Lupe Fiasco’s Enemy Of The State Mixtape: A Study In Music Business Models
My daughter turned me onto Lupe Fiasco a couple weeks ago. When I start listening to a new artist, I often will go to the Hype Machine and listen to a stream of their music. In the process of doing that, I came across Lupe’s new Enemy Of The State mixtape which is the “artist of the weekend” on fredwilson.fm this weekend.
Enemy Of The State is a mixtape which means it is a bunch of tracks that Lupe remixed and put out for free on the Internet. Artists who Lupe remixed on Enemy Of The State include Radiohead, Lil Wayne and Jay-Z.
I don’t know what the economic relationship is between Lupe and all of these artists he remixed. Clearly that impacts the cost of putting out a mixtape. But the fact that a major recording artist like Lupe is putting out free music is pretty interesting to me. He plans to put out another mixtape called “Friend Of The People” later this month.

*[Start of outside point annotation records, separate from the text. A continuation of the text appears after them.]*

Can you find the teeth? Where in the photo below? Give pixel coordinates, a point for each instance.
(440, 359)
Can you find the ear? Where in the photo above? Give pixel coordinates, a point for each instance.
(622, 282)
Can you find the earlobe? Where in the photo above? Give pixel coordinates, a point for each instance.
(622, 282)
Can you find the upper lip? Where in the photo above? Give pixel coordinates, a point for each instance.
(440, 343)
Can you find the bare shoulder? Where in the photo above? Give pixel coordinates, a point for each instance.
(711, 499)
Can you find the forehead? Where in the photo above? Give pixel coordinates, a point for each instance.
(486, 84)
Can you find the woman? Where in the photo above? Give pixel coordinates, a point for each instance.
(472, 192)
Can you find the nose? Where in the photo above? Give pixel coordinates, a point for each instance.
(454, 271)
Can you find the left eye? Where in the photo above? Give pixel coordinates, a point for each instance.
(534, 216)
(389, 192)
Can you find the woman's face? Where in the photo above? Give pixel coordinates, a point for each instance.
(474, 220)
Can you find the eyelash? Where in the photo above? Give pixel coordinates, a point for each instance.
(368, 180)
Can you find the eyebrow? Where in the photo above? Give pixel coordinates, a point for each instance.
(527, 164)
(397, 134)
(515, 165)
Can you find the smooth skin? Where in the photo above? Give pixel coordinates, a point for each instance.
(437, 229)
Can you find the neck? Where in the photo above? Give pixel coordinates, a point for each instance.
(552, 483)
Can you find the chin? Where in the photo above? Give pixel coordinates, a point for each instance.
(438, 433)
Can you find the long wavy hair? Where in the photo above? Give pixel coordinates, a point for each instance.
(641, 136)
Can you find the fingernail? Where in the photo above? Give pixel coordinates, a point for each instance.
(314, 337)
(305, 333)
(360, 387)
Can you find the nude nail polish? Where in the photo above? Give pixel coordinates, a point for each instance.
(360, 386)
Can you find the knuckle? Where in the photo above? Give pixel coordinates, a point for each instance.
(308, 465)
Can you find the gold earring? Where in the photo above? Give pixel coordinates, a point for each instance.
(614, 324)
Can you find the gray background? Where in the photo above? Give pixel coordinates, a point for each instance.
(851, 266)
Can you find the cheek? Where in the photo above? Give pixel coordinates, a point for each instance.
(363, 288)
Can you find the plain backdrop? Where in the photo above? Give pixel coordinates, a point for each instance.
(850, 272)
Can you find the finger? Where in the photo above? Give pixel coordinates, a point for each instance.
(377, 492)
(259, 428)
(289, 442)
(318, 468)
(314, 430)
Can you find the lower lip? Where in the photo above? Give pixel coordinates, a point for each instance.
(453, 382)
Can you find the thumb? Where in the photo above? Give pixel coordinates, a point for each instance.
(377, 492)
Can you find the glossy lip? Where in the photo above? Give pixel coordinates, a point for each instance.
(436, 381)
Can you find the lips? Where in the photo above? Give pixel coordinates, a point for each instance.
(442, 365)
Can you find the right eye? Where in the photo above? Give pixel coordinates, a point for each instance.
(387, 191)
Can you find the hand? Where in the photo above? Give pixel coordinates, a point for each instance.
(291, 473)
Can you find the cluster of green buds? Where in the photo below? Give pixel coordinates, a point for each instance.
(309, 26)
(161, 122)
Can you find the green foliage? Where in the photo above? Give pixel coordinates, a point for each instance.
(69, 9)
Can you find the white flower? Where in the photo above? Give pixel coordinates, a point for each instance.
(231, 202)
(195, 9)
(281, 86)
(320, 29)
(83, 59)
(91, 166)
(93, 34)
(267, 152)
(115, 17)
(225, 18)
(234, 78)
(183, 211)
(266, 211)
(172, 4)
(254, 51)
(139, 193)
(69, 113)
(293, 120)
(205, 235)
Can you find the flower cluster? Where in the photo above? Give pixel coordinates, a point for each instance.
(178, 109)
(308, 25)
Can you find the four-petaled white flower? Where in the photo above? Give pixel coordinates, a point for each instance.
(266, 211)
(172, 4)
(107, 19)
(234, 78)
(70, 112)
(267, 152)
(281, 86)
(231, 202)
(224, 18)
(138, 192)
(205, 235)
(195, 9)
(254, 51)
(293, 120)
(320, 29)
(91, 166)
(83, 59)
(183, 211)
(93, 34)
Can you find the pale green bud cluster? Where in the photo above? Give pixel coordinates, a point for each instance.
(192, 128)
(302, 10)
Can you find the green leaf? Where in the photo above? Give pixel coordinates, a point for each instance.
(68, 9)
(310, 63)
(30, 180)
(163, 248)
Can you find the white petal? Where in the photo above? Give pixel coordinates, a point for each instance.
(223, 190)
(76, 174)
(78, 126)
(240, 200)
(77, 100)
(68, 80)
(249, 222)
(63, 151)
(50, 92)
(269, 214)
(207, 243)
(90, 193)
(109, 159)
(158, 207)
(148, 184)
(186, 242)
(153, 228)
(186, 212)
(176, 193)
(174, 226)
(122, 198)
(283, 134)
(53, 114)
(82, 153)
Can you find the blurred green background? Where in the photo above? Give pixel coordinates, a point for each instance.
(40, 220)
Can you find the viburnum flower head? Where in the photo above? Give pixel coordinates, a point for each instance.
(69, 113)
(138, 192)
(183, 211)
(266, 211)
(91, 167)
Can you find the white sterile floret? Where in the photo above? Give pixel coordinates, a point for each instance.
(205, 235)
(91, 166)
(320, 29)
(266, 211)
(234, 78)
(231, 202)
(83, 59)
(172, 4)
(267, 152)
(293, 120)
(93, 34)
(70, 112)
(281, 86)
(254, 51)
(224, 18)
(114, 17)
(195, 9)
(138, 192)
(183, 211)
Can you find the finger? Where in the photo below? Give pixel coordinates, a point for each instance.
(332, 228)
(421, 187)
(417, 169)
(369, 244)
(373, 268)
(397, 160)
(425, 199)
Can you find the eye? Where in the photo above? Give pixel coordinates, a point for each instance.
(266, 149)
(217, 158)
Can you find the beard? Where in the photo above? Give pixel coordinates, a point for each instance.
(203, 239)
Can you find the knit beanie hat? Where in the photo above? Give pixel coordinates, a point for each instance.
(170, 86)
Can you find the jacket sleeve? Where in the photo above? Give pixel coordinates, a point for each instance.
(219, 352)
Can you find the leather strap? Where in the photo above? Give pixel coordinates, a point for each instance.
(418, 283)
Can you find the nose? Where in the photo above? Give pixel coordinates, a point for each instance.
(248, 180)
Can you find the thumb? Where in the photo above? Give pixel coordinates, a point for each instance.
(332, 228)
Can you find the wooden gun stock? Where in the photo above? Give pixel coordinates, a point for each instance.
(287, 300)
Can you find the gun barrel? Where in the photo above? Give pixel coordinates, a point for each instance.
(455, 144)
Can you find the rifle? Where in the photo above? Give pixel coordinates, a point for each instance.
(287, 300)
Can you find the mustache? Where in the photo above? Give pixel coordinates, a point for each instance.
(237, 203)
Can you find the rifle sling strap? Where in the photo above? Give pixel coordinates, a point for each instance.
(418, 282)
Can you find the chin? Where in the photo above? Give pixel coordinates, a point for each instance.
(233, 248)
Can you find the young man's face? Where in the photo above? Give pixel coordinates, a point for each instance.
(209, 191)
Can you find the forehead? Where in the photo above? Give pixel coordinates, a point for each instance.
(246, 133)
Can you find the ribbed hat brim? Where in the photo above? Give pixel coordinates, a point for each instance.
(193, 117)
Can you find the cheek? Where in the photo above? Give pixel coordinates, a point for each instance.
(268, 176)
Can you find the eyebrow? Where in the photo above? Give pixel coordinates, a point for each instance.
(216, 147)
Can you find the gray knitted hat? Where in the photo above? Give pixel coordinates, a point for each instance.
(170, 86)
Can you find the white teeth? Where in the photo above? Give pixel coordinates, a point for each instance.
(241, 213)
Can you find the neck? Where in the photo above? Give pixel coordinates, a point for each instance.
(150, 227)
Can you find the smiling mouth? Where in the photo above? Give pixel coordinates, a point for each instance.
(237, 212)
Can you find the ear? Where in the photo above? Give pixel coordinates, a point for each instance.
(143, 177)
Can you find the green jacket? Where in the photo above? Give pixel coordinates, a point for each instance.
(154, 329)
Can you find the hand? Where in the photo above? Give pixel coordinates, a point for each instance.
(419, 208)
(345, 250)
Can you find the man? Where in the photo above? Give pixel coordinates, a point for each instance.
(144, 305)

The last track on Enemy Of The State is called “HP Skit”.
Give that track a listen and then watch this HP advertisement which features Lupe and others.
So Lupe included an HP advertisement on the Enemy Of The State mixtape. Let’s say Enemy Of The State is downloaded a half million times. And let’s say that the average downloader listens to the mixtape all the way through five times. Then that HP ad would be listened to 2.5 million times. At a $10 cpm (high but not crazy high), that would be worth $25,000 as an audio ad buy. If Lupe could put out one of these mixtapes a month, then that’s $300,000 per year.
I was in a board meeting last week and one of the company founders made a very interesting assertion about the difference between old media and new media. He asserted that old media is about how much money you can charge each viewer. New media is about how many viewers you can get.
Now that’s a gross oversimplification of his assertion, but the point is useful. The whole free mixtape movement is about getting as many listeners as possible, using existing music for the most part. The idea of monetizing it with lightweight advertising (nobody forces you to listen to HP Skit and it comes at the end) is very interesting to me.
It will be interesting to see if we get more of this kind of thing. I think we will.